しかし、エッダは考えながらもこう答えました。
「それはまだ将来の話だし、そもそも資金が集まってないんだもの。大きな遺跡調査の話でも舞い込んで、そこで財宝とか見つけなきゃ。それに……」
「やっぱり、もう少しだけ世界を旅してみたいかな。まだ冒険者としては始まったばかりだし、人の役に立てたっていう充実感ももっと欲しいし」
それを聞いて3人は、やはりエッダの将来はレストランの共同経営者ではなく、冒険者が相応しいと感じました。
彼ら3人は、まだ出会って間もない仲間の将来に口出しするようなタイプではありません。しかし同時に、もったいないとも思うのです。
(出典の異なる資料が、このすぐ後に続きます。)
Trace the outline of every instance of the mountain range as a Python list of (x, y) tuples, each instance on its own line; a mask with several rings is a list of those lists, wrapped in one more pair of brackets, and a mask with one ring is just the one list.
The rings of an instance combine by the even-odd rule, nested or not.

エッダのお姉さんがどんな人で、何があったのかはまだ分かりません。しかし、お姉さんがエッダの言う通り本当に優しい人であれば、自分の人生に妹を付き従わせるような人じゃない、そうも思えてくるのでした。
そして何より。
エッダは料理人というタイプではありません。
「これじゃあ冒険者ギルドに集まった初日と逆で、エッダさんがパーティを組むのに一番積極的じゃないか」
ヴェルナーは笑いながら、初日のことを思い出しました。
そう言われて、他の3人も出会ってから今日までのことを思い出していました。
しかし、自分自身の腕前に不安を覚えるところはあっても、このパーティ自体にはこれまでのところ不満はないのです。
「私は、みんなとこのまま続けていきたい」
アニエスはハッキリと宣言しました。
「そうだね、じゃあ料理も冒険も、どっちが先にうまくいくか分からないけど、自分からも改めてよろしく」
ヴェルナーも前を向きました。
「料理も冒険も、長く険しい旅になりそうだけどネ」
ハイエルダールがそう茶化すとみんな笑っています。
そして。
3人は改めてエッダを見ました。
「アタシは、初めて冒険者仲間ってどんなものか実感できて良かった。さっきも言った通り、すぐにレストランを開く予定はないから安心して。だから、もしみんなが受け入れてくれるなら……改めてよろしくね」
エッダは少しはにかみつつ、みんなに微笑みかけました。
その切れ長の目には、冒険者ギルドで会った初日以上にハッキリとした意思が見て取れます。
こうして。
4人はこの小さな旅で連帯感を育みました。
そして、あらためて今ここに、ハーヴェス王国の片隅で、正式に1組の冒険者パーティが誕生したのでした。